Given a matrix A of N * M integers, find the maximum number of times any integer appears repeated in the intersection of a line and column.
In the first subtask, we have N, M \leq 10. So, we can just compute the function F for all cells. For every combination of rows and columns, we check what is the maximum number of repetitions of any integer.
A naive approach to count the number of repetitions is to do the following algorithm:
for every row R do for every column C do: numbers <- array with all numbers in R and C without duplicating the common element for each value in numbers do: count = 0 for each value2 in numbers do: if value == value2 then count = count + 1 result = max(count) over all combinations R, C
The numbers array contains N+M-1 integers. Considering N=M, this approach has a O(N^4) time complexity.

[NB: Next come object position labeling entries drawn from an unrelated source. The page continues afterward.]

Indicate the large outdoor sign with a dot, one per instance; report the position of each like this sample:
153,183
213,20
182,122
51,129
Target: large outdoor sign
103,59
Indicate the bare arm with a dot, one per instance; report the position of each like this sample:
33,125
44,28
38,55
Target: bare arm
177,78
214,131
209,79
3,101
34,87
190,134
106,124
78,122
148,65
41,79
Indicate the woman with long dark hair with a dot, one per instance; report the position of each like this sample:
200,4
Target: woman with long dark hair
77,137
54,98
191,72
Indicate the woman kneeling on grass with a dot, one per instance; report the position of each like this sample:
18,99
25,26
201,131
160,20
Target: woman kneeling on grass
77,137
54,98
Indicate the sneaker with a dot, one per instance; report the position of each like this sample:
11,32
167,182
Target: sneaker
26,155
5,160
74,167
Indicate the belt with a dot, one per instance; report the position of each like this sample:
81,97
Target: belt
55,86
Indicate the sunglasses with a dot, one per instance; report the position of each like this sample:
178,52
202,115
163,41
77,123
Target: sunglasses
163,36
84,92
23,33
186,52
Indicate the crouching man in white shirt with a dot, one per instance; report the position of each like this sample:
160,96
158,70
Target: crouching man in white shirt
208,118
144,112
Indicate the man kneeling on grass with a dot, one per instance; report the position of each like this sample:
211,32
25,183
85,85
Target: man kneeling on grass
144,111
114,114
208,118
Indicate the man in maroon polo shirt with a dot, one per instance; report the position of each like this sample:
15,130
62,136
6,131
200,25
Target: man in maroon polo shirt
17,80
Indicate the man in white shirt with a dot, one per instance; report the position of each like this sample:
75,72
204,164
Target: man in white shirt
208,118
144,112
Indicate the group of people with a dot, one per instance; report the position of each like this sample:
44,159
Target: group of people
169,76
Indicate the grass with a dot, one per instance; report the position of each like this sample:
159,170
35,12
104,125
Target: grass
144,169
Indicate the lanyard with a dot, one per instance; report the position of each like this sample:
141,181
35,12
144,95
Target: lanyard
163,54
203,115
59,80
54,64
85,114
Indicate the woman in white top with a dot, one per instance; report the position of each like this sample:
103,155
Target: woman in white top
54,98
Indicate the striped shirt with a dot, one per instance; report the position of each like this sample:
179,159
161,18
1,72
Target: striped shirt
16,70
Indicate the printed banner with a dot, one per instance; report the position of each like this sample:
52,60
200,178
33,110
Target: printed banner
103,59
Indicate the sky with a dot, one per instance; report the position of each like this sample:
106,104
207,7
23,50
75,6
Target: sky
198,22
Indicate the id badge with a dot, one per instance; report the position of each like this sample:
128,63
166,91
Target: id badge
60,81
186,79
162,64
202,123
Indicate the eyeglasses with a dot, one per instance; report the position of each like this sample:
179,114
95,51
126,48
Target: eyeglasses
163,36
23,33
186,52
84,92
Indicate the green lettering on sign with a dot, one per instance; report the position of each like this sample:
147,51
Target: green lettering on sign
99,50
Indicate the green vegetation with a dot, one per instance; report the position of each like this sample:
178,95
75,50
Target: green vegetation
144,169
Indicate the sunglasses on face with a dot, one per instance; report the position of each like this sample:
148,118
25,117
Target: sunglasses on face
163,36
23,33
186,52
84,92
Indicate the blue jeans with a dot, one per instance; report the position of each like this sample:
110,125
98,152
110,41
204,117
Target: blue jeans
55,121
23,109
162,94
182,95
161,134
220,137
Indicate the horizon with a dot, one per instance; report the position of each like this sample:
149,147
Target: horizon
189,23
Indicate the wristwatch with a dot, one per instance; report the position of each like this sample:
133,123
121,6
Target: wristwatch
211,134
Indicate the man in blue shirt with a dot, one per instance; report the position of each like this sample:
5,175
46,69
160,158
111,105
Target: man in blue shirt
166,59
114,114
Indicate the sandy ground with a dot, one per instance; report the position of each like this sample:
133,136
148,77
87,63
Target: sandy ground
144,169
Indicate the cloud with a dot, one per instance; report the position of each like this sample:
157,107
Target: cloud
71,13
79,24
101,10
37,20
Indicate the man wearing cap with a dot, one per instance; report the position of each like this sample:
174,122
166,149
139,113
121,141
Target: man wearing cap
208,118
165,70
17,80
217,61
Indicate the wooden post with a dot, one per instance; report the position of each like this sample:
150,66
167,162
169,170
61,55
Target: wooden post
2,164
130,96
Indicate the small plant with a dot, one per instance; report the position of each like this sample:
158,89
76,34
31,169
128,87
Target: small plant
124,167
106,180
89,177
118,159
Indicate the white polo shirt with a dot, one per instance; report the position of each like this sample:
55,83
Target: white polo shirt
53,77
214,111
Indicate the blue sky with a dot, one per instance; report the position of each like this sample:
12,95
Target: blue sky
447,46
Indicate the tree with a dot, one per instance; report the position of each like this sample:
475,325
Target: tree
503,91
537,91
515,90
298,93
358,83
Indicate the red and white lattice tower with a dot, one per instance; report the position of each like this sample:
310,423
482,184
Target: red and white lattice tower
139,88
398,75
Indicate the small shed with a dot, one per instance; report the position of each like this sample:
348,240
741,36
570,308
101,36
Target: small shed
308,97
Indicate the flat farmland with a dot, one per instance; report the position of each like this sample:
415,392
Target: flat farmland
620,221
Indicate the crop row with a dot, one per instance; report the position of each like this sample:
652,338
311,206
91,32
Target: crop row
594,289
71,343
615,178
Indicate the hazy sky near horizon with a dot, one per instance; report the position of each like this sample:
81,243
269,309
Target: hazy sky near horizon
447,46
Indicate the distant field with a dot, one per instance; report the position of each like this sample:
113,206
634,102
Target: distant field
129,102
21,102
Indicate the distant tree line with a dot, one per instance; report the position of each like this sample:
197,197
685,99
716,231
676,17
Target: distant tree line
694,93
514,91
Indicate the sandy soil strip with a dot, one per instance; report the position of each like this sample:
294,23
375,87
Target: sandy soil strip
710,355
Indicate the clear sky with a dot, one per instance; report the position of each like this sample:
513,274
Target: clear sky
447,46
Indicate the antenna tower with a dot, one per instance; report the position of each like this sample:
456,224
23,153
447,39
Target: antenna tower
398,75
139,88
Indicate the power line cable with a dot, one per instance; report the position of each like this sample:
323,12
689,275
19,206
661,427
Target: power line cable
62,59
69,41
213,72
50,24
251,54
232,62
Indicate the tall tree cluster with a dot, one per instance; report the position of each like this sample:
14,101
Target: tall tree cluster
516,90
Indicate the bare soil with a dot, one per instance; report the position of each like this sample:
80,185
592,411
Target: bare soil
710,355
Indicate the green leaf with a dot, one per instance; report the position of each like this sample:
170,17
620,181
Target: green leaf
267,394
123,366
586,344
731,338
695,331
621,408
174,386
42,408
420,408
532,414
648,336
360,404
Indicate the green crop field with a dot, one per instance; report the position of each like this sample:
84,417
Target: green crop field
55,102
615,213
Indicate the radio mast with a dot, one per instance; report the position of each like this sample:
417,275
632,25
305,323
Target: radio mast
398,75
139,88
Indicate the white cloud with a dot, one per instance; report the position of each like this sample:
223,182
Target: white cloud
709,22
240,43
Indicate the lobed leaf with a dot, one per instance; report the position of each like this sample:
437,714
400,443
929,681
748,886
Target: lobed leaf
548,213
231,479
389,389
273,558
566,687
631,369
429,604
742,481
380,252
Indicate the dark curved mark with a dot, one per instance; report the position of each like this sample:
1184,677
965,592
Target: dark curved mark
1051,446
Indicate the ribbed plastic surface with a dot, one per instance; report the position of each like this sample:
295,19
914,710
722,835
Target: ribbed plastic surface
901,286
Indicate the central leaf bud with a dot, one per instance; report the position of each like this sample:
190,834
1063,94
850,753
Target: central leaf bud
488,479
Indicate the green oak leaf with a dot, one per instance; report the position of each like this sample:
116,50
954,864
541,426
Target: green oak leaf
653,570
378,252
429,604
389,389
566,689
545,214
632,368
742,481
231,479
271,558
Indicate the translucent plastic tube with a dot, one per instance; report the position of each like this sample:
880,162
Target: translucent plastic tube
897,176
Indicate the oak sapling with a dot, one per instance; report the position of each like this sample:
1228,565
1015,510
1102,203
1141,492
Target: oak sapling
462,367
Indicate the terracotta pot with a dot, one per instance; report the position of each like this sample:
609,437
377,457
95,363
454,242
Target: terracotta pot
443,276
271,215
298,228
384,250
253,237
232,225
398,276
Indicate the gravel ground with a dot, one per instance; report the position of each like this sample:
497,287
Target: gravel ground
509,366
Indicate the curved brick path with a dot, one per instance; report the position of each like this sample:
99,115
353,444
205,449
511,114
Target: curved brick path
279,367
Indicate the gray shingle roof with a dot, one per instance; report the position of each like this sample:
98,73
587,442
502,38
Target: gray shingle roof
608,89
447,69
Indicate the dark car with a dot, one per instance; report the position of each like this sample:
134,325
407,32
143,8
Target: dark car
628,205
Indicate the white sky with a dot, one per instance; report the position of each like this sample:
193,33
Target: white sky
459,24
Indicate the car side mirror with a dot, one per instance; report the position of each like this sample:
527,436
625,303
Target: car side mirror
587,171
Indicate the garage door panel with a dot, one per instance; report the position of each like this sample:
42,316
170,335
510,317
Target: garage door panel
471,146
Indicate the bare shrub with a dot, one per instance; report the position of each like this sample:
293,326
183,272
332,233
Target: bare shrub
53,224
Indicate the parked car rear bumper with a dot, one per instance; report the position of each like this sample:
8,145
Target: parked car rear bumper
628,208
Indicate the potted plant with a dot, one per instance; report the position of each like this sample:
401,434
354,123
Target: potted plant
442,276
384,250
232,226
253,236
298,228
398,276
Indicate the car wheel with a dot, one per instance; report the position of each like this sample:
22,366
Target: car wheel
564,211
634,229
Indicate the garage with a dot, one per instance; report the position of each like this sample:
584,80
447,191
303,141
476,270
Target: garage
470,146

In the second subtask, N, M \leq 100 and the above approach would be too slow. However, we can easily improve the counting part. We know that all integers are positive and up to 10^6, so we can use an array to count the number of times each integer appears. This brings down the time complexity to O(N^3) which was fast enough for this subtask.
The original constraints are N \times M \leq 10^6 which means we need a faster approach.
The key insight is to note that we can process the rows and columns independently. For each integer in the matrix, we want to know the maximum number of times it appears in a row and in a column. In case it appears in the intersection of a row and column with maximum number of repetitions, we need to subtract 1 to the result.
We will process each distinct integer in the matrix once and find what are the rows and the columns where each integer appears the most. To do this, we can process matrix A and fill the positions (rows and columns) where each in integer appears. Save this information in lists lines and columns for each integer.
If we process each line at a time, the lines list will be automatically sorted in increasing order.
for i in 1..N for j in 1..M lines[ A[i][j] ].add(i)
Similarly, if we process each column at a time, the columns list will also be sorted.
for j in 1..M for i in 1..N columns[ A[i][j] ].add(j)
Then, to count the number of times an integer appears in a row or columns, we can just count the repeated consecutive elements in these lists. Note that the total size of these lists is N \times M.
The last step is to check if the row and column with maximum repetitions have this number in their intersection. To do this, we keep track of all rows and columns with maximum number of repetitions. Finally, we check if any combination of these best rows and columns do not have it in the intersection. If any combination does not, then the number of repetitions is maxR + maxC, otherwise it is maxR + maxC - 1.
Over all distinct numbers, count the maximum repetitions in O(N \times M). Also, we only check O(N \times M) combinations of best rows and columns. So the total time complexity is O(N \times M).